Low-Carbon

The International Panel on Climate Change (IPCC) and other climate change experts have concluded that carbon dioxide emissions from biomass are part of the natural carbon cycle. Because no more carbon is released than was absorbed during the lifetime of the biomass, and because this cycle is relatively short, biofuels such as wood residues and agricultural fiber are considered carbon neutral.

 

When fossil-fuels are burned to produce energy there is a net increase in carbon released to the atmosphere because it takes carbon that was safely stored underground and adds it to the atmosphere.
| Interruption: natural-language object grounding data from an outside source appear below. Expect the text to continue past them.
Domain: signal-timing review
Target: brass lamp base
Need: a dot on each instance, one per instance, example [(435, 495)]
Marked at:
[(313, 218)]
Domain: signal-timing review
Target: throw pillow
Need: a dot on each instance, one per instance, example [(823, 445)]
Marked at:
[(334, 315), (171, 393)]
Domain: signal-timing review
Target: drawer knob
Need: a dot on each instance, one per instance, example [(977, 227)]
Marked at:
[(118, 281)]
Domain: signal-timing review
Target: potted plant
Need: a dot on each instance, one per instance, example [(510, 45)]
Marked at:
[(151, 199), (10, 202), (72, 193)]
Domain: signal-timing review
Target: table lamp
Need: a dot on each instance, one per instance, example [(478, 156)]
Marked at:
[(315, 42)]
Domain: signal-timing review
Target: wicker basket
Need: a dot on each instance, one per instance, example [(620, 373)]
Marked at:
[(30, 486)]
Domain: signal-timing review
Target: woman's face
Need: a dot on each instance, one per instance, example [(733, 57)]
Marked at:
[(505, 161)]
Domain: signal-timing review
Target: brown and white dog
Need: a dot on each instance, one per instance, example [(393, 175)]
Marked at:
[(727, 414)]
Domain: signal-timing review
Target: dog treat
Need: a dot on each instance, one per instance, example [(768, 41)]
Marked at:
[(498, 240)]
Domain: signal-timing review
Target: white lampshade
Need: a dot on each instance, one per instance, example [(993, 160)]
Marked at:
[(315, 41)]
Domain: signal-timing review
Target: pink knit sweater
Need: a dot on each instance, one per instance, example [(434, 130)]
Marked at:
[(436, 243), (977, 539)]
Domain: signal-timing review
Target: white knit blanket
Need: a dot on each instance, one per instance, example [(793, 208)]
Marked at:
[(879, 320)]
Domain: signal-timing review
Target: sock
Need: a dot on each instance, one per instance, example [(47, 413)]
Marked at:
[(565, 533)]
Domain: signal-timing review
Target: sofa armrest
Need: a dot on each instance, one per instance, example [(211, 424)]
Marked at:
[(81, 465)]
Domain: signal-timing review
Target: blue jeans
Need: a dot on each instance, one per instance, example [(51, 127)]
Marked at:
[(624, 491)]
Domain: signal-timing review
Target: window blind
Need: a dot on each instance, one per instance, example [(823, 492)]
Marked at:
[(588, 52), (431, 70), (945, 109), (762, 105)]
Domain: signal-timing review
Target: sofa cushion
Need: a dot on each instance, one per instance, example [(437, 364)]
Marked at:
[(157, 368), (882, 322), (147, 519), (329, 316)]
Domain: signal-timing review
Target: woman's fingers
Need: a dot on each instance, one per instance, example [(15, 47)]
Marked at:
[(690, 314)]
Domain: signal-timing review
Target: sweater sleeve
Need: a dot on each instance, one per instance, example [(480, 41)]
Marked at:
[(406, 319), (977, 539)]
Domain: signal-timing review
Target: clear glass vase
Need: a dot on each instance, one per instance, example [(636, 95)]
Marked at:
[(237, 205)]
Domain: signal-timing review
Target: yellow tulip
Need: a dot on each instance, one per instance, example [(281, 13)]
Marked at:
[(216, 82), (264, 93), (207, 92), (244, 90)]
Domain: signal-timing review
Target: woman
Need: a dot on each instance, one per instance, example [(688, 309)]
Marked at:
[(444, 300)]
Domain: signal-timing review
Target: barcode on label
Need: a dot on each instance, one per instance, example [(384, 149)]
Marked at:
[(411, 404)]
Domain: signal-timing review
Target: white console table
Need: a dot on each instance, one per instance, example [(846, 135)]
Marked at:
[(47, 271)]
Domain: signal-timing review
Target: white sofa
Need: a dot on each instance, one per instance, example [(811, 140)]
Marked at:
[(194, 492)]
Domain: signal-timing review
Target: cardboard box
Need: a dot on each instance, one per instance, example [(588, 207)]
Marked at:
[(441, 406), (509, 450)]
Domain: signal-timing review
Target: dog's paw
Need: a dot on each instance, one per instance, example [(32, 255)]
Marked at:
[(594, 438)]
That kind of carbon is called fossil carbon.

 

Biomass energy, however, deals with biogenic carbon – carbon that is already part of the atmospheric system. Biogenic carbon is part of a cycle in which carbon moves between oceans, terrestrial sources and the atmosphere. There’s no additional carbon released to the atmosphere because the carbon in question is already part of the global-carbon cycle, which includes the carbon in the atmosphere.

 

It’s not entirely unlike the difference between good cholesterol and bad cholesterol. You want to increase your good cholesterol and lower your bad cholesterol. Biogenic carbon is okay, but you want to lower the amount of fossil carbon being released into the air.

 

Furthermore, consider what happens to forest fuels not used in power plants; they decay or go up in smoke. Wildfire releases millions of tons of greenhouse gases in North America annually, including methane, which is 25 times nastier than carbon dioxide in the world of greenhouse gases. When wood decays, half its emissions take the form of methane. When woody biomass is used to produce energy, methane is oxidized in high-efficiency boilers; essentially none is emitted.

 

Biomass energy reduces the need to burn fossil-fuels for electricity, and the less fossil-fuel we burn the more we lower our carbon footprint.

Solutions

Forest-related industries - a key to climate-change solutions.

 

Modern forest management policies make a difference. They cut greenhouse gases, create more oxygen and…

  • Restore unhealthy forests.
  • Regenerate habitat.
  • Create climate-friendly products.
  • Provide a bio-energy alternative.